Question

How do you multiply ${{(-8i)}^{2}}$ ?

Answer 1

Hint: In this question we will split the expression using the property of exponents which is ${{(a\times b)}^{n}}={{a}^{n}}\times {{b}^{n}}$ and then we will use the property of complex numbers that the value of ${{i}^{2}}=-1$ to simplify the equation to get the final answer.

Complete step-by-step answer:
We have the expression as:
\[\Rightarrow {{(-8i)}^{2}}\]
In this expression we have two elements which have to be square to get the required solution.
we have two terms in multiplication therefore, the element can be split up and written as:
$\Rightarrow {{(-8\times i)}^{2}}$
Now we know that ${{(a\times b)}^{n}}={{a}^{n}}\times {{b}^{n}}$ therefore on using this property of exponents we can write the expression as:
$\Rightarrow -{{8}^{2}}\times {{i}^{2}}$
We will now solve each element separately and then multiply them both to get the required solution.
We know the value of $i=\sqrt{-1}$ therefore, on squaring the term, we get ${{i}^{2}}=-1$.
On substituting it in the expression, we get:
$\Rightarrow -{{8}^{2}}\times -1$
Now we know $-{{8}^{2}}$ can be written as $-8\times -8$ therefore on multiplying, we get $64$.
On substituting it in the expression, we get:
$\Rightarrow 64\times -1$
Which can be simplified as:
$\Rightarrow -64$, which is the required solution therefore, ${{(-8i)}^{2}}=-64$.

Note: It is to be remembered that when two negative numbers are multiplied their product is positive therefore on squaring a negative number, the solution will always be positive.
The same is not the case when finding the cube of a negative number, the cube of a negative number will be negative.
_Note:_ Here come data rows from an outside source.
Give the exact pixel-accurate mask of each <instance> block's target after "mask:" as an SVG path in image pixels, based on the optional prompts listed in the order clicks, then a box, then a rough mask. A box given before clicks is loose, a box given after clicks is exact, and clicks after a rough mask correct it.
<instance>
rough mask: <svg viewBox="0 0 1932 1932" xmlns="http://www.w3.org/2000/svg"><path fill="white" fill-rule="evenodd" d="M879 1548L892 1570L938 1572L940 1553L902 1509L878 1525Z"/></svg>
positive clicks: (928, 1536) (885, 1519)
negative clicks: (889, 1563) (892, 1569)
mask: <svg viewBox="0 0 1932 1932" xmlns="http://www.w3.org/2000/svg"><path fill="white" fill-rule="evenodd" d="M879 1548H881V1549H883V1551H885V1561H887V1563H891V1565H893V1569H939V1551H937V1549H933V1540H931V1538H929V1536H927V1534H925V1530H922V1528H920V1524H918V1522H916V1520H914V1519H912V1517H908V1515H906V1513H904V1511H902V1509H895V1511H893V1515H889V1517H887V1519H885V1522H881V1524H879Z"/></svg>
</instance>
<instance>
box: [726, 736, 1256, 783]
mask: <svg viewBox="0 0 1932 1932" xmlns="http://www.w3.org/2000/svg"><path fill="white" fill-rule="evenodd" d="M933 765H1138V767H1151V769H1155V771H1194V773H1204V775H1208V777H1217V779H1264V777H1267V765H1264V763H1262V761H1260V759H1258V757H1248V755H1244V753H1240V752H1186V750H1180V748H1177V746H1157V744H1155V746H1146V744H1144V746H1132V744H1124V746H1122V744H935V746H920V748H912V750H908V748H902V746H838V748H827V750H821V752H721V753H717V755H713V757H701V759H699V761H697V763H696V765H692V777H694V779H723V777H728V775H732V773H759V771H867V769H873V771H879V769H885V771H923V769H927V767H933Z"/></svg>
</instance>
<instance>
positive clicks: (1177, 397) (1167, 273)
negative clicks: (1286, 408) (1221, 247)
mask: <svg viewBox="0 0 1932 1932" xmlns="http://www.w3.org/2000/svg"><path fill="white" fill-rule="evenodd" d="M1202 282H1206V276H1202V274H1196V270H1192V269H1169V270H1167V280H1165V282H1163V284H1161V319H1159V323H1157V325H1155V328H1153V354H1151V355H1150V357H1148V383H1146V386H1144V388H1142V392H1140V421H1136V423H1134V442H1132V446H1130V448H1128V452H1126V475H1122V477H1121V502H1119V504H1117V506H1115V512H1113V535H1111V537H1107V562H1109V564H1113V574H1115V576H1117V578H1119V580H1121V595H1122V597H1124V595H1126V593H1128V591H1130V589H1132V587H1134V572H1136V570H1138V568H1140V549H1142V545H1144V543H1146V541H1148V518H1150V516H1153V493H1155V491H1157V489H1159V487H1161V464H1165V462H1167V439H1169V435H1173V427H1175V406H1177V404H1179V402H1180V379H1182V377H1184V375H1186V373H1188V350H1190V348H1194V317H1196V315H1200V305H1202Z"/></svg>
It is a general rule when the power of a negative number is odd, the solution will be negative and when the power is even, the solution will be a positive number.
In this question we have the expression in the complex form, which is also called as the imaginary form since it has the term $i$ which is used when we have to simplify a negative number which is in the square root.